A crise econômica nacional que atingiu o Brasil nos últimos anos gerou desemprego, fez a economia recuar e a renda cair em boa parte do país. Desde 2015, o Governo do Maranhão tem lançado mão de recursos para reduzir os efeitos da crise no Estado, atuando em diversas frentes.

De acordo com estimativa do Instituto Maranhense de Estudos Socioeconômicos e Cartográficos (Imesc), com base nos últimos dados do IBGE e da LCA Consultores, houve um aumento de 2,1 milhões de pessoas no contingente de extremamente pobres em todo o Brasil entre 2015 e 2017.

Cerca de 72% deles estavam na Região Nordeste, o que tornou ainda mais importantes as ações do Estado para minimizar o impacto negativo. Deu resultado: o Maranhão teve em 2017 o maior crescimento econômico entre todos os Estados.

E isso foi combinado com a geração de postos de trabalho. O Maranhão foi o segundo Estado do Nordeste a criar mais empregos com carteira assinada em 2017. O cenário se repetiu em março deste ano, o período mais recente medido pelo Ministério do Trabalho.

R$ 80 milhões em estímulo

Entre as ações para gerar emprego e renda na Região Metropolitana de São Luís, por exemplo, estão o Mutirão Rua Digna, o Cheque Minha Casa e o Mais Empregos.

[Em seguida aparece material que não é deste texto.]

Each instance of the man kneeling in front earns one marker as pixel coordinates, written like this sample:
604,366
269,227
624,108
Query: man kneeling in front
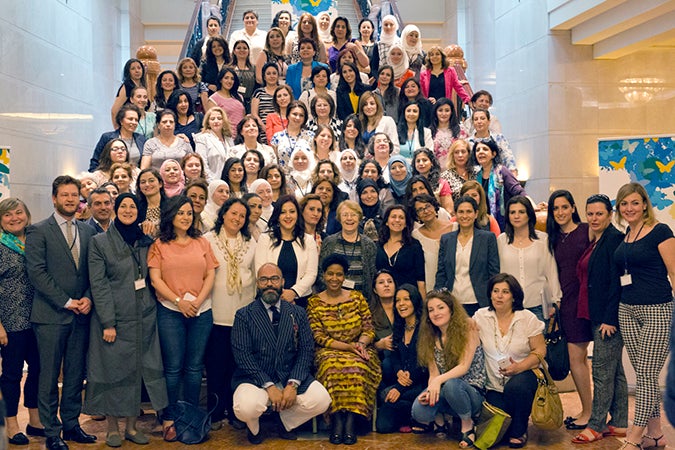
274,348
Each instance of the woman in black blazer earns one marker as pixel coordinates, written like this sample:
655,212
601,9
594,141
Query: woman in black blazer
467,258
599,294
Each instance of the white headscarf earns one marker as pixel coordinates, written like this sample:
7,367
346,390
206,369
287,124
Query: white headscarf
400,68
411,51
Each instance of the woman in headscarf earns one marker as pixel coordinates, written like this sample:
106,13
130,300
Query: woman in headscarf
173,177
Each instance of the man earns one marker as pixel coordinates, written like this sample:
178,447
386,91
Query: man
274,348
100,204
56,259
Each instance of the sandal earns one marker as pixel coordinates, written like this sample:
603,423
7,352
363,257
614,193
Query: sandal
653,439
466,441
587,436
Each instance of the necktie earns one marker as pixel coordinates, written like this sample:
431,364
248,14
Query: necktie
72,243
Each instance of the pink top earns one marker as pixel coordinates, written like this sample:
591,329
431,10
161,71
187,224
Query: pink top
451,82
183,267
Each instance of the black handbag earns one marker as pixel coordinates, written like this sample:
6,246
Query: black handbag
557,356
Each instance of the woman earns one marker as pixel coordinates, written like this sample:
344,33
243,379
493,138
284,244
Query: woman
467,259
288,246
359,250
349,89
167,83
438,79
233,288
188,122
513,341
497,181
245,70
424,164
484,221
307,28
341,34
646,257
403,378
228,97
272,53
250,136
398,251
166,145
197,190
214,143
412,92
261,102
347,364
301,165
191,81
398,59
124,350
388,37
388,91
217,57
182,269
193,167
523,252
400,174
450,347
599,294
425,208
147,120
411,41
411,133
127,121
567,242
445,131
350,136
320,79
219,193
172,177
373,120
133,75
459,165
278,120
322,108
480,118
294,136
16,335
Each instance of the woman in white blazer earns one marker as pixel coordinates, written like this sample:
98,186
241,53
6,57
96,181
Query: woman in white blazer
287,245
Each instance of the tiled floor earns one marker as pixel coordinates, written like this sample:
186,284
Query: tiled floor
228,438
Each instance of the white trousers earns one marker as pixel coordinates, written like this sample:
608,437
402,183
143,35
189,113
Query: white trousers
249,402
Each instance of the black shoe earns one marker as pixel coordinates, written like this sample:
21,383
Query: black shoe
35,431
55,443
78,435
19,439
254,439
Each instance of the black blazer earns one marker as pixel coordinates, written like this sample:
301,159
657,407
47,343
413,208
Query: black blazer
604,287
264,357
483,263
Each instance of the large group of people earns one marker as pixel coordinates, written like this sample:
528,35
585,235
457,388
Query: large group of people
303,216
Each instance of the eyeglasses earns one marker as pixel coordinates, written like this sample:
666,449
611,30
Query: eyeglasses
274,279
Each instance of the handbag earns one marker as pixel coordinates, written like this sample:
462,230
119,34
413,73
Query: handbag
557,356
491,426
546,407
192,423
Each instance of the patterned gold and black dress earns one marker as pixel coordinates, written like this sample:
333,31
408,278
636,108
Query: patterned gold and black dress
351,381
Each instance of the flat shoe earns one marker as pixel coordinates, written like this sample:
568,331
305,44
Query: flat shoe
582,438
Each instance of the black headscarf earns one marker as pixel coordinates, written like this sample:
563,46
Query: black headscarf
130,233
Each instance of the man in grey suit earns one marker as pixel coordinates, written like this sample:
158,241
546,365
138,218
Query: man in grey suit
274,348
56,258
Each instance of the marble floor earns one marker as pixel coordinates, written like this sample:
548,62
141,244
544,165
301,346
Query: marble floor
228,438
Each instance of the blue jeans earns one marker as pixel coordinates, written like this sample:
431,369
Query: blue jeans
458,398
183,341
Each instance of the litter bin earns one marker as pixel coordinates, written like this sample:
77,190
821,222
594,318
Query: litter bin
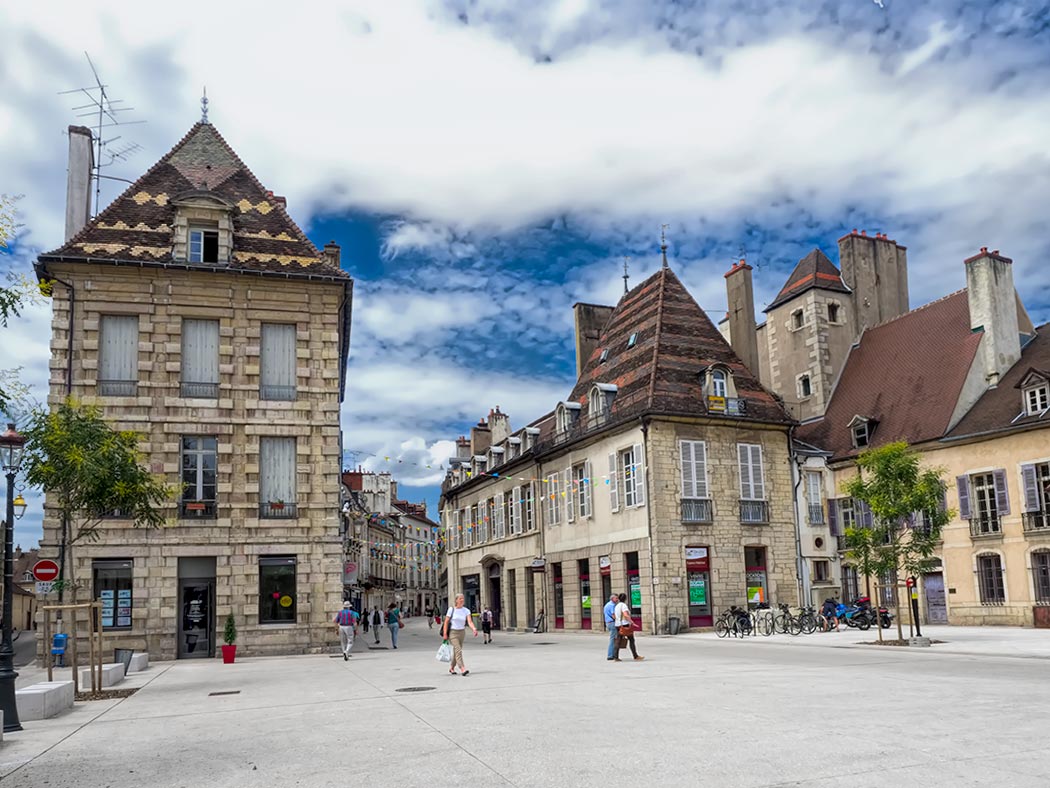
123,655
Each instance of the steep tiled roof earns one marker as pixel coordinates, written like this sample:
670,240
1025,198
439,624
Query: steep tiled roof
815,270
675,341
138,225
1000,408
906,374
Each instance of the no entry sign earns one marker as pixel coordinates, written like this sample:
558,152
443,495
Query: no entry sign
45,569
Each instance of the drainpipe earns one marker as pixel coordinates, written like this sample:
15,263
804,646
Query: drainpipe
797,465
649,522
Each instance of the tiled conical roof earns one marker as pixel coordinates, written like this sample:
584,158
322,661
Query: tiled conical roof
138,225
674,343
815,270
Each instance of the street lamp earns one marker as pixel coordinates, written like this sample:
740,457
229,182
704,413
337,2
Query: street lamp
11,459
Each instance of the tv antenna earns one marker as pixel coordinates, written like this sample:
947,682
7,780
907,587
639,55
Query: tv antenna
104,111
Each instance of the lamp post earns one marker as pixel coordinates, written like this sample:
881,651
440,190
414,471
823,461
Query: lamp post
11,458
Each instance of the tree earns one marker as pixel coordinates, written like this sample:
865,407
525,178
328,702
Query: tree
88,471
907,506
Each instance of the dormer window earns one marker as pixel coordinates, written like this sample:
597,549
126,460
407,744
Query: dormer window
203,245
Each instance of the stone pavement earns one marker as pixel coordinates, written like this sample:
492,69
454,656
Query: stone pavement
549,710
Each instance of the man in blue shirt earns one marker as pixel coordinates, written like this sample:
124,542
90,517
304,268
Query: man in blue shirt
608,610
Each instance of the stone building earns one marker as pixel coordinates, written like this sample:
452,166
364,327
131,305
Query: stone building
664,474
194,311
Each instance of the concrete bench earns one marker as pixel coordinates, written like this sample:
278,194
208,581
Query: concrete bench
44,701
112,674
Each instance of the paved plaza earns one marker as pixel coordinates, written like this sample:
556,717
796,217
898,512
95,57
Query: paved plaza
549,710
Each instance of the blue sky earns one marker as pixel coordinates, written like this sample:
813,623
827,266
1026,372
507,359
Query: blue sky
485,164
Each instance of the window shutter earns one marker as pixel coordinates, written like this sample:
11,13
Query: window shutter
743,456
1002,492
833,517
588,486
688,469
963,485
1030,483
639,476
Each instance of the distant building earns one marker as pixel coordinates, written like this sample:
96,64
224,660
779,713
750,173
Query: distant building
195,312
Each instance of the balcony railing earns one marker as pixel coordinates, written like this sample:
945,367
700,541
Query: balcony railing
1036,522
278,511
986,525
285,393
754,512
118,388
200,391
196,510
697,510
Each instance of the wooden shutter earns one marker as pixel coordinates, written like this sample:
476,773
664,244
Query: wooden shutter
1030,483
638,471
963,485
1002,492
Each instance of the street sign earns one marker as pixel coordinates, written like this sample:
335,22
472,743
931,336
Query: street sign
45,571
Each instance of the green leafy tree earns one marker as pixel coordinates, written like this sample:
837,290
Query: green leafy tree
907,507
88,470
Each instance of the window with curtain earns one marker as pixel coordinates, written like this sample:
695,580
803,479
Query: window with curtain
200,358
277,361
118,355
277,477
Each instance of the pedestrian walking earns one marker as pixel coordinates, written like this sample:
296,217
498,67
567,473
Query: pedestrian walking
610,623
345,620
457,620
486,624
394,622
622,617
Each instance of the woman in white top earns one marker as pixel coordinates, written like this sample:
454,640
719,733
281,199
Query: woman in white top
457,620
622,618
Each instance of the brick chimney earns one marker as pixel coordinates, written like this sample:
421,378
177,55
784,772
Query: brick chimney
79,180
590,318
742,331
993,311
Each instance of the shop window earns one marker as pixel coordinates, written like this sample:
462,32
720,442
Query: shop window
112,587
277,593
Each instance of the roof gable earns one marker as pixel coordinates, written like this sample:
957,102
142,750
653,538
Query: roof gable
815,270
201,168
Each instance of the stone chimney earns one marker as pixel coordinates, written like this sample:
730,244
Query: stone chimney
499,424
481,438
590,318
79,180
331,253
993,311
742,332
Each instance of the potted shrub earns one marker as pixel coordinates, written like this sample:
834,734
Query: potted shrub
230,637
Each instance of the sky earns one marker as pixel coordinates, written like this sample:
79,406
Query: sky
485,164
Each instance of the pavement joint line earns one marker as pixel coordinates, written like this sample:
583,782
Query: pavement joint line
80,727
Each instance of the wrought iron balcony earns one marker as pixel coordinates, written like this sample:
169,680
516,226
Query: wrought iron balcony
1036,522
756,513
697,510
986,525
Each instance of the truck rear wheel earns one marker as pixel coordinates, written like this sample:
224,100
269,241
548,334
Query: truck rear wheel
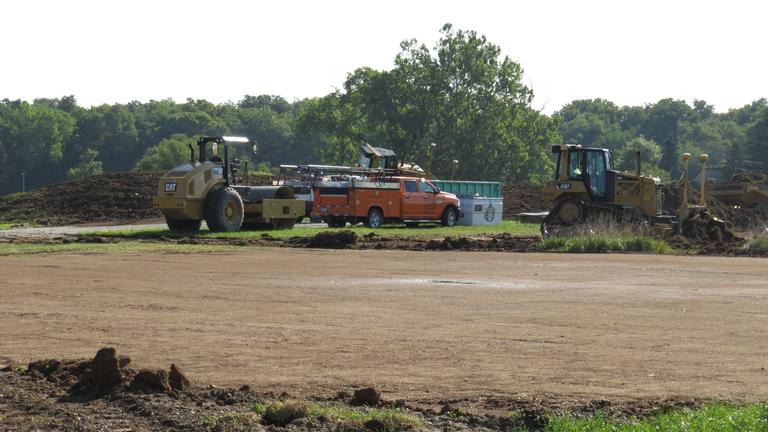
375,218
183,224
335,222
449,217
224,210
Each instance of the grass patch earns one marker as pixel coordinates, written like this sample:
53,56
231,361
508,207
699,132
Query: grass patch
339,417
711,418
757,239
603,244
758,245
230,421
127,247
258,407
423,231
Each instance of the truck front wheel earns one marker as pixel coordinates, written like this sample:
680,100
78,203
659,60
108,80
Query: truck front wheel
449,217
375,218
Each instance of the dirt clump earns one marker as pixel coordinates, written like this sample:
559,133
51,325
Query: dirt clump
333,240
151,381
736,217
366,396
282,414
177,380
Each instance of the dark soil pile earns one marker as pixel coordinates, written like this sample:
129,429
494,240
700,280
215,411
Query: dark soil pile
523,198
114,196
41,397
749,178
117,196
738,217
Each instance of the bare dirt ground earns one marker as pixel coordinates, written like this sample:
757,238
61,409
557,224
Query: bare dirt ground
423,327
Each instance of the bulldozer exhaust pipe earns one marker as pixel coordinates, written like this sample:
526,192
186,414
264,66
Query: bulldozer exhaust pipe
686,158
703,159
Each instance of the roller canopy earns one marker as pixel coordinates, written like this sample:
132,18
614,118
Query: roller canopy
260,193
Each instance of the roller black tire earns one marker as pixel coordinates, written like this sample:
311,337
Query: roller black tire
224,210
449,217
183,224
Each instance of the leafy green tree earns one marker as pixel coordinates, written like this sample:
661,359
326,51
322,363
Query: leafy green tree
168,153
88,166
757,143
663,126
625,159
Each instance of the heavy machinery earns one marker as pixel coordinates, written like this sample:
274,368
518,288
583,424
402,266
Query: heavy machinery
207,189
744,189
586,186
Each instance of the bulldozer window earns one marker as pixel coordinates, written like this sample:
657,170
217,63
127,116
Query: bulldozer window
574,164
597,173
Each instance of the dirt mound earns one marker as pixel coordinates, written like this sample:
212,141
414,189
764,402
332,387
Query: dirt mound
112,196
333,240
106,373
738,217
522,198
116,196
749,178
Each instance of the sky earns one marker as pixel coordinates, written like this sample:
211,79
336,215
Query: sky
629,52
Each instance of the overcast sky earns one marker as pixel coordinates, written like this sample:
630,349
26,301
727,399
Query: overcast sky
631,53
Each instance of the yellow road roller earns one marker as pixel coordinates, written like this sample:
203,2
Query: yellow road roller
207,189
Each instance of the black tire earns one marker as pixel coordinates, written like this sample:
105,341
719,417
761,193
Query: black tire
449,217
334,222
183,224
224,210
375,218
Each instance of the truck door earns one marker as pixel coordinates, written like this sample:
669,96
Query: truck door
429,200
412,207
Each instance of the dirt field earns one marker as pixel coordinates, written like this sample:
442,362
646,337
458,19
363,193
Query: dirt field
424,327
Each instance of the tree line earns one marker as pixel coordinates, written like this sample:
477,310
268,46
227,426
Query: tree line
460,94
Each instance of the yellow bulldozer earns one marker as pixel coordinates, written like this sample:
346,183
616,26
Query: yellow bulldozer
208,188
586,186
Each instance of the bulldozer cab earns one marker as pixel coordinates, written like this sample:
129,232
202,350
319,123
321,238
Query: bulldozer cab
591,166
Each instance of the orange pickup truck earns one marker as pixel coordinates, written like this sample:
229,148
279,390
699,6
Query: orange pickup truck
374,201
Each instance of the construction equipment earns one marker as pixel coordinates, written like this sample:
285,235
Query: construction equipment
207,189
743,189
587,187
386,160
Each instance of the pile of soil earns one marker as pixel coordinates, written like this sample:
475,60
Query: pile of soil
742,218
749,178
523,198
119,196
41,397
116,196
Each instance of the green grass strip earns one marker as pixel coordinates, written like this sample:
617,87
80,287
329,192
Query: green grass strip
711,418
128,247
425,231
599,244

O Rua Digna usa a mão de obra dos próprios moradores – que são remunerados – das vias onde o mutirão atua. São mais de 160 ruas em mais de 25 cidades contempladas até agora.

O Cheque Minha Casa estimula o comércio a contratar ao garantir valores de R$ 5 mil para compra de material de construção usado na reforma e na ampliação das moradias. Foram 4 mil famílias beneficiadas na primeira fase. A segunda fase começa em breve.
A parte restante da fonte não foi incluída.